Question

The main oxides formed on combustion of $\text{Li}$,$\text{Na}$ and $\text{K}$ in excess of air are respectively:
A. $\text{Li}{{\text{O}}_{2}}\text{, N}{{\text{a}}_{2}}{{\text{O}}_{2}}\text{ and }{{\text{K}}_{2}}\text{O}$
B. $\text{L}{{\text{i}}_{2}}{{\text{O}}_{2}}\text{,N}{{\text{a}}_{2}}{{\text{O}}_{2}}\text{ and K}{{\text{O}}_{2}}$
C. $\text{L}{{\text{i}}_{2}}\text{O,N}{{\text{a}}_{2}}{{\text{O}}_{2}}\text{ and K}{{\text{O}}_{2}}$
D. $\text{L}{{\text{i}}_{2}}\text{O,N}{{\text{a}}_{2}}\text{O and K}{{\text{O}}_{2}}$

Answer 1

The combustion of metals with excess of air means the reaction of these metals with oxygen gas or (${{\text{O}}_{2}}$). When a compound or element reacts with oxygen, it forms its corresponding oxides.

Complete answer:
Let us see the reaction of certain metals like$\text{Li}$,$\text{Na}$and$\text{K}$ with ${{\text{O}}_{2}}$.
(1) Li or Lithium: Lithium is a metal with atomic number 3. When lithium metal is burned in excess of air, it combines with oxygen to form its oxide which is lithium oxide. The formation of lithium oxide occurs by the reaction $\text{4Li}+{{\text{O}}_{2}}\to 2\text{L}{{\text{i}}_{2}}\text{O}$.
(2) Na or Sodium: The reaction of metallic sodium with oxygen at 130–200 °C on a large scale; it is a process that generates sodium oxide, which absorbs oxygen to produce Sodium peroxide. The reaction is $\text{4Na}+{{\text{O}}_{2}}\to \text{2N}{{\text{a}}_{2}}\text{O}$ after absorption of oxygen then reaction is $\text{2N}{{\text{a}}_{2}}\text{O}+{{\text{O}}_{2}}\to 2\text{N}{{\text{a}}_{2}}{{\text{O}}_{2}}$.$\text{N}{{\text{a}}_{2}}{{\text{O}}_{2}}$ is sodium peroxide which is a yellowish solid.
(3) K or Potassium: By burning molten potassium in oxygen, Potassium superoxide or $\text{K}{{\text{O}}_{2}}$ is produced. The salt contains ${{\text{K}}^{+}}$ and $\text{O}_{2}^{-}$which are bounded by ionic bonds. The reaction is $\text{K}+{{\text{O}}_{2}}\to \text{K}{{\text{O}}_{2}}$. Potassium superoxide is inorganic and yellow paramagnetic solid which has the formula $\text{K}{{\text{O}}_{2}}$.

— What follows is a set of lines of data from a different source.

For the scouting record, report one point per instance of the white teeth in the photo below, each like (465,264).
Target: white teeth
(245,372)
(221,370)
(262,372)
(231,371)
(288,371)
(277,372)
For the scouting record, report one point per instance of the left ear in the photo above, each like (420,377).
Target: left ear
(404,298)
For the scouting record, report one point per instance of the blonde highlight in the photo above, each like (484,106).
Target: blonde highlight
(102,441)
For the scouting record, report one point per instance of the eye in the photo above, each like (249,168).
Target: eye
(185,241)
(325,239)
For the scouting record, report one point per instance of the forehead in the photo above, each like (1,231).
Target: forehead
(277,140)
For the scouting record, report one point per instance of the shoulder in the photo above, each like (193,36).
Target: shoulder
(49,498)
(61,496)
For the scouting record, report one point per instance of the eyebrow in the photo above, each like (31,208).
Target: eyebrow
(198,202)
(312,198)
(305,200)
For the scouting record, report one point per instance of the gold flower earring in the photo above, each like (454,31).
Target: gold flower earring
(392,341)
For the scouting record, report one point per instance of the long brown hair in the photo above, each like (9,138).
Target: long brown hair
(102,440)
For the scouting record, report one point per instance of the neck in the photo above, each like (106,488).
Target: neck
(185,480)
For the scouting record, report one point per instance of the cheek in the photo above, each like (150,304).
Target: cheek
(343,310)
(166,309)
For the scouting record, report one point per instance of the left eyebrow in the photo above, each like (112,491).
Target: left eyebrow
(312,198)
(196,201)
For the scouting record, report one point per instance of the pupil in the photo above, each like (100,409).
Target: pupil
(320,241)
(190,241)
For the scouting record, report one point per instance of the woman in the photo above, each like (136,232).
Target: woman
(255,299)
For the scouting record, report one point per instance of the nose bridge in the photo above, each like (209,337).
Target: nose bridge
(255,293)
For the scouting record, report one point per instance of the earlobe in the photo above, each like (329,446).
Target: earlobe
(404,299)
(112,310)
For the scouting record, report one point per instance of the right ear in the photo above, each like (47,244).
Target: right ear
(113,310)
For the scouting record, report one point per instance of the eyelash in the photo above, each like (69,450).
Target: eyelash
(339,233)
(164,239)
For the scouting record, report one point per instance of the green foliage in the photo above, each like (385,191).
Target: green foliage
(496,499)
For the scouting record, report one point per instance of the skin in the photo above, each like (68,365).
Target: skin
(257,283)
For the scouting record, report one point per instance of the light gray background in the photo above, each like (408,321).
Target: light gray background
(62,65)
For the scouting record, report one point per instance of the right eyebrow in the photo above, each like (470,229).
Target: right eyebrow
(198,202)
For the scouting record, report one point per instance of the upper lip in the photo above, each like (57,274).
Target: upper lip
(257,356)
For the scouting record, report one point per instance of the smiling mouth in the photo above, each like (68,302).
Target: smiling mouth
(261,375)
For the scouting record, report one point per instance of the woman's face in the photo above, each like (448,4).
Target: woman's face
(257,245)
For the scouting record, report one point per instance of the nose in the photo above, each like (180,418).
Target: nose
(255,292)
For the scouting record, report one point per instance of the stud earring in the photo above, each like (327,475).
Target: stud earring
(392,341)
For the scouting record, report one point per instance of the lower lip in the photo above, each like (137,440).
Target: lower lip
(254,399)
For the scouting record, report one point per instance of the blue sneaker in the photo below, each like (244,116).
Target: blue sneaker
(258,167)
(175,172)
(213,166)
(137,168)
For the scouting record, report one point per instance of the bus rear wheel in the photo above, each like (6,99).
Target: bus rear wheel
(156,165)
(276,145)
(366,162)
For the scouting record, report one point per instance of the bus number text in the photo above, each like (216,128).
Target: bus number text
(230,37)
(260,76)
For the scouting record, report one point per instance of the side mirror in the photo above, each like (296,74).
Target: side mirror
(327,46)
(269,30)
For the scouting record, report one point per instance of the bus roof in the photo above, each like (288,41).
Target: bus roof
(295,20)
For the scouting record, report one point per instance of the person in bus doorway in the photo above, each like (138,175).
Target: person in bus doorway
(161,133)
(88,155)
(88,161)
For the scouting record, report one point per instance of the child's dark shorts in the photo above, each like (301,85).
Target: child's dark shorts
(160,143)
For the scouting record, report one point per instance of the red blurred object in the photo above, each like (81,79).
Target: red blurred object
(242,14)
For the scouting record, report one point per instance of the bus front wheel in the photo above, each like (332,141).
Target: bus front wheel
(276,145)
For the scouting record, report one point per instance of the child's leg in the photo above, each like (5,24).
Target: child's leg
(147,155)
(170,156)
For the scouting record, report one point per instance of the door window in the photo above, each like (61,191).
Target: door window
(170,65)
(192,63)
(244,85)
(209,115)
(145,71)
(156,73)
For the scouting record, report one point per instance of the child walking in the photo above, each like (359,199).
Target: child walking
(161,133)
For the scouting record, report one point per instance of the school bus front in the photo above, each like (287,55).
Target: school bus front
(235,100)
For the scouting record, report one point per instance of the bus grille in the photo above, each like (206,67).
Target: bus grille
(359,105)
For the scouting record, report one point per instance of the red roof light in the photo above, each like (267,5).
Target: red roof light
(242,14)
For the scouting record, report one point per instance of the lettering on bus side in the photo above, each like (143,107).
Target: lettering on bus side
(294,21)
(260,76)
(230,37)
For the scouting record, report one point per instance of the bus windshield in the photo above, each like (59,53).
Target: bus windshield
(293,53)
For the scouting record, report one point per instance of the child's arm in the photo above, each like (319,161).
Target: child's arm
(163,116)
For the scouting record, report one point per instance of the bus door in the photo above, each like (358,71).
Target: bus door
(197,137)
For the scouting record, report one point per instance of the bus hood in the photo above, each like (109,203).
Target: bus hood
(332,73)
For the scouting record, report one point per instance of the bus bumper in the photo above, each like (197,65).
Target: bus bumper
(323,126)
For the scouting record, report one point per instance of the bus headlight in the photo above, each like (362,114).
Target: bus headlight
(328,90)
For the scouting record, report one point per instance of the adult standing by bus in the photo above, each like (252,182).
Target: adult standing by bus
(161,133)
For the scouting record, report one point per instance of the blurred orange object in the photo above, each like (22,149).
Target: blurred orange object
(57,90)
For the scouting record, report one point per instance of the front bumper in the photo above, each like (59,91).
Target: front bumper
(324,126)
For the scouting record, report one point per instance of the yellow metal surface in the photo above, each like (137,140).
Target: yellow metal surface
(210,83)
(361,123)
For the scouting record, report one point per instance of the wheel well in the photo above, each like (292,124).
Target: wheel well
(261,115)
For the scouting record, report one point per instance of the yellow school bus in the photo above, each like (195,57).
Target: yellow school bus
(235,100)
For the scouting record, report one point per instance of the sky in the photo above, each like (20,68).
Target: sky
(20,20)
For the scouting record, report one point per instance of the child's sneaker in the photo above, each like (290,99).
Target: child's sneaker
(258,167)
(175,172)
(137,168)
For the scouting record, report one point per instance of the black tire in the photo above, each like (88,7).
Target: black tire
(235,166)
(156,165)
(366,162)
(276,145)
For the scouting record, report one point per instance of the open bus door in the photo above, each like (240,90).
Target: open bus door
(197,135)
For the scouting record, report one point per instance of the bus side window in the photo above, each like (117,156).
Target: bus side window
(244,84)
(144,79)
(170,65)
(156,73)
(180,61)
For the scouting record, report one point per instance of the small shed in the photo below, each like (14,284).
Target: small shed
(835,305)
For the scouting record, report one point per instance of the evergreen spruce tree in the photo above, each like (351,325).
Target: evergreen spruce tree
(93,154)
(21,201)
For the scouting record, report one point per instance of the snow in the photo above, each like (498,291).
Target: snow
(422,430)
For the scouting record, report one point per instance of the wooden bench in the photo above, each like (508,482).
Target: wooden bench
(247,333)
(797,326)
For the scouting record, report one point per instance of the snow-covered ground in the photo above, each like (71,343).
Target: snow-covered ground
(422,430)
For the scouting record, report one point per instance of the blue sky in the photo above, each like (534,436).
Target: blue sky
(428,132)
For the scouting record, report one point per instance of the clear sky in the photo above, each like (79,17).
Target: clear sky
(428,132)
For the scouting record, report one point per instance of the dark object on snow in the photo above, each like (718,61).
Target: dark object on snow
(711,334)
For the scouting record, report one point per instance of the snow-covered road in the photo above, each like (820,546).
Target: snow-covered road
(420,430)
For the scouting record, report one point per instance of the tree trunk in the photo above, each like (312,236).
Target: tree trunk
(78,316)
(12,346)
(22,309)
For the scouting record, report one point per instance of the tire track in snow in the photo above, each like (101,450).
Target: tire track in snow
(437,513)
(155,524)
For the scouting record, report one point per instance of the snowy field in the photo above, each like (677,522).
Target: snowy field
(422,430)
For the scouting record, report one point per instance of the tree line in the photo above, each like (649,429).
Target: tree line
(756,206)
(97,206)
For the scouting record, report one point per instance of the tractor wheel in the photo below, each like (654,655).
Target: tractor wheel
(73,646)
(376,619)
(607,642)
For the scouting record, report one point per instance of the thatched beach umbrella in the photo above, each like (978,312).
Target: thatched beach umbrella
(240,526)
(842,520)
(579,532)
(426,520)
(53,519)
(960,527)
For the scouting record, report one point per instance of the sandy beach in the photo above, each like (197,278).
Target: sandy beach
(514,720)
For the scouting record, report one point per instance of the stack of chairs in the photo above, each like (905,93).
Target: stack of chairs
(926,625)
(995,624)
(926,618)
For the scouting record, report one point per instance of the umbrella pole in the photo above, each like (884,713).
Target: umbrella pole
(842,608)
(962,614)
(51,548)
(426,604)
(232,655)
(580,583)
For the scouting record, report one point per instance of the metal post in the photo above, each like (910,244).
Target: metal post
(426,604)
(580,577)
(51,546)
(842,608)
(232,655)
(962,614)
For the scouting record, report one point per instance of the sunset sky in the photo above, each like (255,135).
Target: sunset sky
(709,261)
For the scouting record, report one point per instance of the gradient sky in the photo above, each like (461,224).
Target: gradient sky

The correct answer to this question is $\text{L}{{\text{i}}_{2}}\text{O,N}{{\text{a}}_{2}}{{\text{O}}_{2}}\text{ and K}{{\text{O}}_{2}}$, which is option ‘c’.

Additional Information:
Use of potassium superoxide:
(1) $\text{K}{{\text{O}}_{2}}$ is used in canisters for rebreathers for firefighting.
Use of sodium peroxide:
(1) Sodium peroxide used to bleach wood pulp for production of paper and textiles.
Use of lithium oxide:
(1) Added as a co-dopant with yttria in the zirconia ceramic top coat without affecting the expected life of the coating.

Note:
The oxides of different metals have different oxidations of oxygen in all three compounds. The oxidation state of oxygen in $\text{L}{{\text{i}}_{2}}\text{O,N}{{\text{a}}_{2}}{{\text{O}}_{2}}\text{ and K}{{\text{O}}_{2}}$is -2, -1 (peroxide linkage) and -${}^{1}/{}_{2}$ (superoxide ion).